Marius Gilbert sur les masques en tissu : "Nous aurions pu faire cette recommandation bien plus tôt"

Épidémiologiste et membre du groupe d’experts qui conseille les autorités sur la stratégie de "déconfinement", Marius Gilbert est l’invité du Grand Oral RTBF/Le Soir ce samedi 25 avril sur La Première. Au menu : le débriefing des mesures annoncées vendredi soir par le Conseil National de Sécurité.

Tout d’abord, que pense-t-il de ces mesures ? "Les décisions ne m’ont pas surpris, elles étaient en grande partie conformes à nos recommandations. Cela dit, nous avions estimé préférable de rouvrir le commerce de détail le 18 et le politique a préféré anticiper cela. Nous voulions laisser le shopping à plus tard, ce n’est pas indispensable. Le problème est que l’ouverture de ces commerces a une implication sur le trafic des personnes. Le problème lié aux magasins peut impacter la transmission aussi à l’extérieur".

Mais il l’avoue : il a fallu faire rencontrer deux risques, le risque épidémiologique et le risque de crise économie majeure. Cette concession amène-t-elle un risque de "reconfinement" ? "Non. Si les décès repartent à la hausse, on reviendra à des mesures plus strictes. Et nous avons placé des garde-fous qui permettent, en cas de recrudescence de l’épidémie, d’opérer un retour en arrière souple et rapide qui n’amènera pas à un nouveau lockdown"

"La disponibilité des masques posait question"

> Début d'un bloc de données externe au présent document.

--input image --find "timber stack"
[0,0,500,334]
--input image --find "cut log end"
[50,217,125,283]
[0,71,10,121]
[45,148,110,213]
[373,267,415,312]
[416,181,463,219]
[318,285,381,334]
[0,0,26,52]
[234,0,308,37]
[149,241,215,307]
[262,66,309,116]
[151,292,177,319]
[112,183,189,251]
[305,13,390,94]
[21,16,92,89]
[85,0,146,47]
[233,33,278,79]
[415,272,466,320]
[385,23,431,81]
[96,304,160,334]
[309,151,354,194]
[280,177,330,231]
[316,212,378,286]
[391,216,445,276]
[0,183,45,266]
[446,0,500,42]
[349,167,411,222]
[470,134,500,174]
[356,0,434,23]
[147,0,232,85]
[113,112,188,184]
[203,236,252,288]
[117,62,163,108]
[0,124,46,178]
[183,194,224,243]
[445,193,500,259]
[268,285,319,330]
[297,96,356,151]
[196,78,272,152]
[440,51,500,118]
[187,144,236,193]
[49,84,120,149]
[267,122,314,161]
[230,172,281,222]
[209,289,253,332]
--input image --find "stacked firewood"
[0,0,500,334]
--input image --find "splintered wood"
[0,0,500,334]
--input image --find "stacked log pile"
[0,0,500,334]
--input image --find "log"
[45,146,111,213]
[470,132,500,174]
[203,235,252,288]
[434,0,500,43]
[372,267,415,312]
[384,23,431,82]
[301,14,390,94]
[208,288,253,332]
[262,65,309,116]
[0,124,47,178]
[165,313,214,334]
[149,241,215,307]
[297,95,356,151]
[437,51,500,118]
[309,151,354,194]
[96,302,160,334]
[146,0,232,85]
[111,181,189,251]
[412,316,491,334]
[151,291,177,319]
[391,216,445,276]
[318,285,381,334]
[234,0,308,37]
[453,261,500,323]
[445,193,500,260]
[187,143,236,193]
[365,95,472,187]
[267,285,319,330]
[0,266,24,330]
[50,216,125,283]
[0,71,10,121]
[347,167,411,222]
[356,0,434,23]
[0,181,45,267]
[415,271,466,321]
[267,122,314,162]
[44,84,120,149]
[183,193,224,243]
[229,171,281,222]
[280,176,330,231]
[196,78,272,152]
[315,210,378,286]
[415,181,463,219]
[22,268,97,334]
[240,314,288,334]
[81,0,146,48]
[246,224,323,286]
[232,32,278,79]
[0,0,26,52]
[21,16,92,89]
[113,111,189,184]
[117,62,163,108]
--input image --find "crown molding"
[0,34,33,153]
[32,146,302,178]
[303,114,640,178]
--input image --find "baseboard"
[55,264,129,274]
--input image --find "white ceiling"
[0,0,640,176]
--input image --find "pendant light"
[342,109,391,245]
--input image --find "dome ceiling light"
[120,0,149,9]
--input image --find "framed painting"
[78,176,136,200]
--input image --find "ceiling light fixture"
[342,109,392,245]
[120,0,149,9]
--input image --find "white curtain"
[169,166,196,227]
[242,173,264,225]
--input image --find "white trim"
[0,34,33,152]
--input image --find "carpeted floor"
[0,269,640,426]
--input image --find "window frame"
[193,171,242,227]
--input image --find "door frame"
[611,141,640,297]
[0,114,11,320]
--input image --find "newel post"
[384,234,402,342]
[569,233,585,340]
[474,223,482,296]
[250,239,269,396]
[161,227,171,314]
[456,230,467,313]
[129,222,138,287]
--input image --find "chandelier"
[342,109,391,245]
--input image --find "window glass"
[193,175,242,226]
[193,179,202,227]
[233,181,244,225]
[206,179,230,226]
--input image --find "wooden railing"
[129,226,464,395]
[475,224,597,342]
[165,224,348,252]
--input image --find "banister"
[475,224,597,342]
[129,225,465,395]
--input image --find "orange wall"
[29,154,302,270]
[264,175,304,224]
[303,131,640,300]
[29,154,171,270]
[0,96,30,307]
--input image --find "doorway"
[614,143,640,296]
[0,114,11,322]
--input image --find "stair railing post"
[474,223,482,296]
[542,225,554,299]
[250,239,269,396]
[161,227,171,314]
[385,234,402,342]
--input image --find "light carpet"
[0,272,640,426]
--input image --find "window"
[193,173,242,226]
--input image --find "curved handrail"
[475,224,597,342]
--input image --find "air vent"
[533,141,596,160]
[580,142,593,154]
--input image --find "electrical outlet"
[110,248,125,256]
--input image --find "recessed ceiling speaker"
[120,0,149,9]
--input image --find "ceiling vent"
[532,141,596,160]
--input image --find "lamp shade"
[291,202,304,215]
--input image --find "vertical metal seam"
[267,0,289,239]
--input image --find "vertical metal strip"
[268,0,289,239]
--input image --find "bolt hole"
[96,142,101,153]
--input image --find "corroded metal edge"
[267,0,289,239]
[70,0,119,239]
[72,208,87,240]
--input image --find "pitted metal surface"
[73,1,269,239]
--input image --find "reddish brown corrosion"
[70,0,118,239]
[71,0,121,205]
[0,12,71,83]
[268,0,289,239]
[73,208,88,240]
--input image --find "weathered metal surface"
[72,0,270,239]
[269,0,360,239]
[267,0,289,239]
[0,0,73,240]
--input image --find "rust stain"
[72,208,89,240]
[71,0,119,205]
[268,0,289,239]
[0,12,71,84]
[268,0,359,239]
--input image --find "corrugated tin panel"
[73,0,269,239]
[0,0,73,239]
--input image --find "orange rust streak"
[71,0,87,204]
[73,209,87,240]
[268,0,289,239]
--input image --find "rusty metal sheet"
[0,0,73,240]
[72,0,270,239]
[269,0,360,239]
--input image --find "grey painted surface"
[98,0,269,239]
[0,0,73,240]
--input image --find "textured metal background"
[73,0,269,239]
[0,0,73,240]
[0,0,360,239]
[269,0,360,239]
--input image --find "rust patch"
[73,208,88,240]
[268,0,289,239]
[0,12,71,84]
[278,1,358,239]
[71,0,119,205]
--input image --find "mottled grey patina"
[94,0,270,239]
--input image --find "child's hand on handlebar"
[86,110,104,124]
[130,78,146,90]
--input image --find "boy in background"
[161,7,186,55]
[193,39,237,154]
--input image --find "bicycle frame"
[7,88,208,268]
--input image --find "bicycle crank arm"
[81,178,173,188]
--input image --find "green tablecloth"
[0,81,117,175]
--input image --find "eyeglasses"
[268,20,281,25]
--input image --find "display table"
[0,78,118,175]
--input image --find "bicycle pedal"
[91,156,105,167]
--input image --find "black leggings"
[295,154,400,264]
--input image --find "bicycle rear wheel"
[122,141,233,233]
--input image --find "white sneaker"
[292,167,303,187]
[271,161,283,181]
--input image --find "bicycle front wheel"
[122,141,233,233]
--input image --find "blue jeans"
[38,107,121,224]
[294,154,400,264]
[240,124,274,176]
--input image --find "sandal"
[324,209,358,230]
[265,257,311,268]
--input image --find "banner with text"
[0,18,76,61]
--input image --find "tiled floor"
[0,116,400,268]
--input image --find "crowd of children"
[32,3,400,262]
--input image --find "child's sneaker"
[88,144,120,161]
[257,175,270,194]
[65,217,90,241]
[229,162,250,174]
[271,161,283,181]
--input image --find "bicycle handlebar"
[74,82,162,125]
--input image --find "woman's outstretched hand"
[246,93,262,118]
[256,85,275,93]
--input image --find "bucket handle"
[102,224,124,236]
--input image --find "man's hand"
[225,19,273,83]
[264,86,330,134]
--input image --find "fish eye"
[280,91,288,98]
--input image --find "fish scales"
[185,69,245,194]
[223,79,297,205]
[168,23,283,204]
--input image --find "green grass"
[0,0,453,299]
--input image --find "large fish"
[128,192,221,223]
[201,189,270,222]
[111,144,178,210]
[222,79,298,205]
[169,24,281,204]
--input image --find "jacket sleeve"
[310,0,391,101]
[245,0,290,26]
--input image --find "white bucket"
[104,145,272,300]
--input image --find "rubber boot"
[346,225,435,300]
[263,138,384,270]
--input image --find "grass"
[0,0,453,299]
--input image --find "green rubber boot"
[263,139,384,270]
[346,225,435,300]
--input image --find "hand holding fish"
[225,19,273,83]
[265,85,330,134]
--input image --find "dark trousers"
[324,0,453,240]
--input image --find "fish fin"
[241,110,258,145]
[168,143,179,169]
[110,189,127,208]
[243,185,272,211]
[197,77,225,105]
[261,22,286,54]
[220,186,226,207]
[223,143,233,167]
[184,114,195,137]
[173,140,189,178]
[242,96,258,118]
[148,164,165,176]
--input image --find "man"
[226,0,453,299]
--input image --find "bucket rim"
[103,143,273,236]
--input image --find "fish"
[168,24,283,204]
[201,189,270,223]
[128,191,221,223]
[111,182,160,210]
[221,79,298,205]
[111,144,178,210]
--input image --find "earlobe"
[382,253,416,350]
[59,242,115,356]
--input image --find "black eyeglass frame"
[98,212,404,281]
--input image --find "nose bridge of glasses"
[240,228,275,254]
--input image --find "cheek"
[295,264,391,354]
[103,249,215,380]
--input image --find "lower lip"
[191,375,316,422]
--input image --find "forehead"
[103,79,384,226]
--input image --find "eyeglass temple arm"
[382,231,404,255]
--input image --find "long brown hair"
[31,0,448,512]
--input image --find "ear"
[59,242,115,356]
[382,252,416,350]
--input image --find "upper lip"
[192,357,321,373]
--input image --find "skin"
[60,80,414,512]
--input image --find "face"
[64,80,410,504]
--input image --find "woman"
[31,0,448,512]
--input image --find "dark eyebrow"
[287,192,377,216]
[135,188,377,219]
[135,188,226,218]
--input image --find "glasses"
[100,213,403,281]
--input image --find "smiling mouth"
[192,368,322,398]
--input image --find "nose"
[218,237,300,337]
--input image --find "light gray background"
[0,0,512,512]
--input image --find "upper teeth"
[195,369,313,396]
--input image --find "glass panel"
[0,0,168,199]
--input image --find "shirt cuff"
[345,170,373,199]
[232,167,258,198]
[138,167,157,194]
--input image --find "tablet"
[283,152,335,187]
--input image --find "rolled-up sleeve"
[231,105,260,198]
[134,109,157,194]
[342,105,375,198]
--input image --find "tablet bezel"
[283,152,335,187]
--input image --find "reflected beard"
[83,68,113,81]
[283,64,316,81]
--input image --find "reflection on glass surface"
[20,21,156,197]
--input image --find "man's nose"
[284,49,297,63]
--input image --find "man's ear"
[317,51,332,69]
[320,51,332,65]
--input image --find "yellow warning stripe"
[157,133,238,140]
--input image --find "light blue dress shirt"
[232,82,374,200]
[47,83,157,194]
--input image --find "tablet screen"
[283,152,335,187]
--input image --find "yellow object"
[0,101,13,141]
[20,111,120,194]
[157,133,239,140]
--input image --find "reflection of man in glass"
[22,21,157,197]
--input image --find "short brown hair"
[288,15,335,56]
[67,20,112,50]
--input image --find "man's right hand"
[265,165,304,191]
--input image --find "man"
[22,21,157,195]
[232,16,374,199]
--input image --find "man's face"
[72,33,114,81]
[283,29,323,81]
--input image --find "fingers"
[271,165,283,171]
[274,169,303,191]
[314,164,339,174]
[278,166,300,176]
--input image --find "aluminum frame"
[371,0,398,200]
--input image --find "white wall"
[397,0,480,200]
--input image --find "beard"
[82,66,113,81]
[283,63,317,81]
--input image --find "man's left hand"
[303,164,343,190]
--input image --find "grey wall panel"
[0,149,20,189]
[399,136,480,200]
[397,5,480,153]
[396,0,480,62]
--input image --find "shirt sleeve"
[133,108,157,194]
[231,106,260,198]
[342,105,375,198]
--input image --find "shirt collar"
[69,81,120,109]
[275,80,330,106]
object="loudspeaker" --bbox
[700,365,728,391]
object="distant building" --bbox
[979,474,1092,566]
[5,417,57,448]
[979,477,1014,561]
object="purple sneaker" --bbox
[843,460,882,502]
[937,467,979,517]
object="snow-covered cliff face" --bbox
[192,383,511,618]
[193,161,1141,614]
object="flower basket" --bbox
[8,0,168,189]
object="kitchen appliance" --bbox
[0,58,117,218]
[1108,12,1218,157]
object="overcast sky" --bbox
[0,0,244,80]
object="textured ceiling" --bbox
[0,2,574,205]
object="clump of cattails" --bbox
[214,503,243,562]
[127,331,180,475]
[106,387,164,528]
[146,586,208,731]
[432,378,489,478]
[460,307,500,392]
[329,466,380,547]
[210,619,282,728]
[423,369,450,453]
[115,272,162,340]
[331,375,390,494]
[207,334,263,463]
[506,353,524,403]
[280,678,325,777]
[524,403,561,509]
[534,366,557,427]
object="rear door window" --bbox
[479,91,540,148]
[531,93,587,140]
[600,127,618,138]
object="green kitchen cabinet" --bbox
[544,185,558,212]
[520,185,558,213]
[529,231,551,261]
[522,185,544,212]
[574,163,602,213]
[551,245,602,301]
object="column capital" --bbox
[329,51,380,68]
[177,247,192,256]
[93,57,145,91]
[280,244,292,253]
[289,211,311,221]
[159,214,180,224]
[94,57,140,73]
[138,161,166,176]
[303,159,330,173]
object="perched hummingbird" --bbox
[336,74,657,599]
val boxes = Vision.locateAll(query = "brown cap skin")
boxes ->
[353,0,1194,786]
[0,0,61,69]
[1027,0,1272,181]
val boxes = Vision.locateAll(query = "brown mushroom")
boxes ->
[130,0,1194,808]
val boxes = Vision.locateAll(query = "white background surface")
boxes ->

Et les masques ? Aujourd’hui, la première Ministre préconise le port du masque dans diverses situations. Or, des voix s’élèvent depuis longtemps pour une telle obligation. Pourquoi avoir tant attendu ? "Effectivement, je pense vraiment qu’on aurait pu faire cette recommandation bien plus tôt", concède Marius Gilbert. "Elle est efficace, et elle aurait pu limiter le taux de transmission. Mais dans un premier temps, la disponibilité en masques posait question, et il fallait réserver les masques achetés par l’Etat au personnel soignant. Ensuite, nous sommes entrés dans une zone grise, le masque en tissu à fait son entrée. Et nous aurions très bien pu en faire la recommandation assez rapidement".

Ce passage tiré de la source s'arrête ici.